Yesterday, Seattle P-I columnist Joel Connelly assailed the "Skeptical Environmentalist" Bjorn Lomborg who was in town last night promoting his new book Cool It: The Skeptical Environmentalist's Guide to Global Warming. Lomborg argues that while temperatures are rising, it is not the catastrophe many make it out to be. He does argue that it is a problem that should be addressed, but in a smart way.
That is an unacceptable position to Connelly, who cites local forests for evidence to rebut Lomborg's statement that "We will not lose our forests. We will not run out of energy, raw materials or water."
Connelly says: "He should travel into British Columbia, where warmer winters in the very cold Chilcotin Plateau have allowed the mountain pine beetle to embark on what's likely to be a cross-North America killing spree."
He goes on to note that these massive areas of beetle-killed trees, along with higher temperatures, have led to an increase in the number of forest fires, saying "What follows beetle kill? Fire. Forests in the Pasayten Wilderness Area, the Entiat Valley and slopes above Lake Chelan have burned in recent years." He chides those who minimize the threat saying, "Global-warming skeptics make more excuses than Holocaust deniers. They blame faulty fire-suppression efforts. They claim the pine beetle has always been around."
But it wasn't so long ago that environmentalists praised by Connelly were minimizing the threat of forest fire from unhealthy forests. In 2000, the Northwest Ecosystem Alliance, a group Connelly has praised repeatedly for their work on the Loomis forest scoffed at the threat of forest fires. They wrote in their Winter 2000 newsletter that "The fires were undoubtedly dramatic, but did they really inform of a crisis?
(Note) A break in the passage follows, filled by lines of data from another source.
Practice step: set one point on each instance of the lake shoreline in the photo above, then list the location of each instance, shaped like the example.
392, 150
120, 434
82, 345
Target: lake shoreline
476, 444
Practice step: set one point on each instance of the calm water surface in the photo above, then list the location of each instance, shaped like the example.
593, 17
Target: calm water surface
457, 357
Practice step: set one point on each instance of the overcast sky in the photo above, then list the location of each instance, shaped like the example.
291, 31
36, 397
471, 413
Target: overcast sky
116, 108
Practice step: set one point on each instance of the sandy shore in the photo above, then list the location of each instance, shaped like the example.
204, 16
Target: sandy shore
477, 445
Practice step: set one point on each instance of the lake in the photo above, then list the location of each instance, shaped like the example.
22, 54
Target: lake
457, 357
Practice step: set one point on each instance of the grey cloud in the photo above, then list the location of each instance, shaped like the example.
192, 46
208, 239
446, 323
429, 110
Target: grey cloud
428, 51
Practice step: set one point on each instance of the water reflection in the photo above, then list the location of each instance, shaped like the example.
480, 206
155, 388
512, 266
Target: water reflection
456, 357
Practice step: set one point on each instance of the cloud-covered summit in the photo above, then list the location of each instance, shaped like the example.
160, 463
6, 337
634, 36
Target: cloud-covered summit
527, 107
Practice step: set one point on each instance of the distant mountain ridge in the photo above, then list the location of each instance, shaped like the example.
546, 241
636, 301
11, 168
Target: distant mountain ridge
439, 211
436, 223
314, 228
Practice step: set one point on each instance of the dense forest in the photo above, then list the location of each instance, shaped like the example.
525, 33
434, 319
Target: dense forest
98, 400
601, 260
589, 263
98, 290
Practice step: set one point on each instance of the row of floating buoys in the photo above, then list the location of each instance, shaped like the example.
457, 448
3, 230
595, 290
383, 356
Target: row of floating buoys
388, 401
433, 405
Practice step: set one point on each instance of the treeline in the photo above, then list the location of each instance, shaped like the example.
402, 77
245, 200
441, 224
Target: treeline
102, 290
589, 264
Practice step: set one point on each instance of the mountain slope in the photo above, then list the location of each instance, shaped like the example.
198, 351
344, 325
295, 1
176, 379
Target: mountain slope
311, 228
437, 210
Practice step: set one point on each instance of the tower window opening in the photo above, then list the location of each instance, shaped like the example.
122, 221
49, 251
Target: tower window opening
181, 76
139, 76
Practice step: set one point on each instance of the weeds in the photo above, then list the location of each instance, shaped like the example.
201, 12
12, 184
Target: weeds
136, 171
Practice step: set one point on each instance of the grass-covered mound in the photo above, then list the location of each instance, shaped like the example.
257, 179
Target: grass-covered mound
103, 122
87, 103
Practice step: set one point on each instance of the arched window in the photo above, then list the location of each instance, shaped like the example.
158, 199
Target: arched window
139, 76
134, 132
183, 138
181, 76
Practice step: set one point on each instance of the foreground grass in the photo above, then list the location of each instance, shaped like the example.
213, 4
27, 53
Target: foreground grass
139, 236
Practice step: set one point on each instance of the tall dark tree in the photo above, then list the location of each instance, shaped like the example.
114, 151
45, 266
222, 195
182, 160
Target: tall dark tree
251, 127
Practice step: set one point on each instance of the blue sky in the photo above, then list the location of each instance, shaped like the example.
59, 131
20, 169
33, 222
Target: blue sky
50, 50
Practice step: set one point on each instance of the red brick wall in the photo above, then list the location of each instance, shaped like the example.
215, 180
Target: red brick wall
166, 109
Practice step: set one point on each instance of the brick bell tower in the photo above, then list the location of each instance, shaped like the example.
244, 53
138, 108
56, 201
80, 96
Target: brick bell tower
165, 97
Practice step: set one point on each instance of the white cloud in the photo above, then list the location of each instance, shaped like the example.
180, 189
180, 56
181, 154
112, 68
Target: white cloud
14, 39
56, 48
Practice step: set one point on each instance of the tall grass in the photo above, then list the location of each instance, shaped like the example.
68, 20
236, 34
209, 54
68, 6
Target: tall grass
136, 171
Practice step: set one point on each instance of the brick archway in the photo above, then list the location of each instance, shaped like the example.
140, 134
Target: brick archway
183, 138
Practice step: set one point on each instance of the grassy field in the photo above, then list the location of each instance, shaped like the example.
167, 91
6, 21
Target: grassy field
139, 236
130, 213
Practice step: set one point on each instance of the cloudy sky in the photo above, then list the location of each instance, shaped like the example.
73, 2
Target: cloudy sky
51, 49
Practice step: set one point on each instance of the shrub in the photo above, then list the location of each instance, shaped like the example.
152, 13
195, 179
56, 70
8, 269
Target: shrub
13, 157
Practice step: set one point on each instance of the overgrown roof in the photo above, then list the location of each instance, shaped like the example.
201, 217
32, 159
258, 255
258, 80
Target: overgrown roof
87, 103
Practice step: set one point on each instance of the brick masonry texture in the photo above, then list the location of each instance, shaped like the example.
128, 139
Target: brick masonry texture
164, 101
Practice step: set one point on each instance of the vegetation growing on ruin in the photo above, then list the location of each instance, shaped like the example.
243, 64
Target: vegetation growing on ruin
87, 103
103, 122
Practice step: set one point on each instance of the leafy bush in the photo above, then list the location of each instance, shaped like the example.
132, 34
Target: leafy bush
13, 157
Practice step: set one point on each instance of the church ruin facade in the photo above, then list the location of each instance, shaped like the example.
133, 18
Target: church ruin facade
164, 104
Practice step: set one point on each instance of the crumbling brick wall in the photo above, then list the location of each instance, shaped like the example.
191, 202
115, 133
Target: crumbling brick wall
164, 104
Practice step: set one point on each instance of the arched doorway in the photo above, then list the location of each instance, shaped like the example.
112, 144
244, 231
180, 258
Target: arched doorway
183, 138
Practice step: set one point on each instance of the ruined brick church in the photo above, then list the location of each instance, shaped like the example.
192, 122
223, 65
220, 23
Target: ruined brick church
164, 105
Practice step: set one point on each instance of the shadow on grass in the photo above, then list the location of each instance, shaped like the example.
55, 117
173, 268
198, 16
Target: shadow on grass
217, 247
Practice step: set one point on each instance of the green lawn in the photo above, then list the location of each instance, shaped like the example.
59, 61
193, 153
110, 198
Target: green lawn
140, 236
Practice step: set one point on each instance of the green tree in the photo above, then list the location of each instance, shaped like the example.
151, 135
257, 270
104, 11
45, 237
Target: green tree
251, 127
How much really burned, where did the burns occur, and were these fires really that unusual? To answer these questions NWEA and other conservation groups jointly commissioned a study from the Pacific Biodiversity Institute (PBI) to uncover the details of the 2000 fire season."
What did they find?
"The PBI report revealed the 6.9 million acres that burned this year were well below the 13.9 million-acre average that burned from 1916 to 1999." They went on to say that " 'it was time' for many of the forests to burn and it was, for the most part, completely natural."
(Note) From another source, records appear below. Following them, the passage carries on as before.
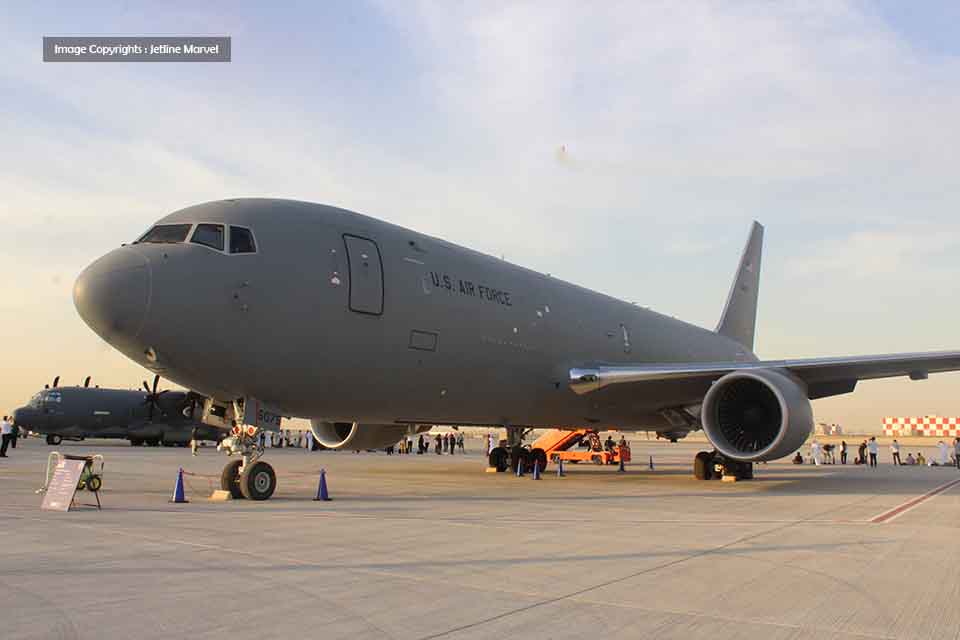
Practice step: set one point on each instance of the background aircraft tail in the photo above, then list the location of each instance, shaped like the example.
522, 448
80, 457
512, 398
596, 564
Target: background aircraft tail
739, 317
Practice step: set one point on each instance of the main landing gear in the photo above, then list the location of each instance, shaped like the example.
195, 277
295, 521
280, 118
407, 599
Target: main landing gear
711, 465
249, 477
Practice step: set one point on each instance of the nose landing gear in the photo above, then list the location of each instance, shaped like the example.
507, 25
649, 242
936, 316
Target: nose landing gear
249, 477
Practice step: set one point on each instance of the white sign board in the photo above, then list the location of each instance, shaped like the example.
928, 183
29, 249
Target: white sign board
62, 486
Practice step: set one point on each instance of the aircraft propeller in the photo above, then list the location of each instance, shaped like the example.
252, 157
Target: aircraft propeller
153, 398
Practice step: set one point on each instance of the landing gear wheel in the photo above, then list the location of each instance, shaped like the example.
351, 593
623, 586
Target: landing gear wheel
538, 456
258, 481
94, 483
499, 459
703, 466
230, 479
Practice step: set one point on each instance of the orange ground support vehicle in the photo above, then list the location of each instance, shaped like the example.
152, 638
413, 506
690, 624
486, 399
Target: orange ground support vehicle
559, 444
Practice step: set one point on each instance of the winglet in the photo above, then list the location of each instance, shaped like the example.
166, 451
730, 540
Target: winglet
739, 317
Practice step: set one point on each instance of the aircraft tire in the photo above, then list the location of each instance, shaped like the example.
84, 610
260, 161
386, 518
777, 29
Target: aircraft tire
703, 466
230, 479
498, 459
539, 456
519, 455
258, 481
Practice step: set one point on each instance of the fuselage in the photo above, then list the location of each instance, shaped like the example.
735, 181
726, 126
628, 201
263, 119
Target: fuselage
343, 317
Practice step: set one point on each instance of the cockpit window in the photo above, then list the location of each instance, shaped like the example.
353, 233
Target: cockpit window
241, 241
166, 234
209, 235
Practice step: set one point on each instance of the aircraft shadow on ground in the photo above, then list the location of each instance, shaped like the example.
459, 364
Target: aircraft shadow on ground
476, 562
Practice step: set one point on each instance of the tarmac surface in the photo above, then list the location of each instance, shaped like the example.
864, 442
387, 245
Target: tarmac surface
432, 547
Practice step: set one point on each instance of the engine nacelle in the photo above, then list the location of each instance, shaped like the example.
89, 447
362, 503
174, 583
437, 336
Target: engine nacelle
353, 435
757, 415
Now, just a few years later, these same fires are evidence that only a "holocaust denier" could ignore.
Interestingly, the Governor's Climate Advisory Team Forestry Working Group disagrees with Connelly. Their first proposal is to improve forest health, noting that by reducing "the risk of wildfire, pest, and disease outbreaks this proposed option will aim to reduce fuels buildup attributable to decades of fire suppression." They went on to say that "We feel strategic thinning [of forests] and similar treatments are most prudent in the climate policy context."
In other words the group looking to stop global warming in Washington blames forest fires and the increase in insects on past management practices including fire suppression -- not global warming.
As he explained last night, the title of Lomborg's book is not only a play on the theme of global warming, but a call for everyone discussing the issue to cool the rhetoric. Sage advice.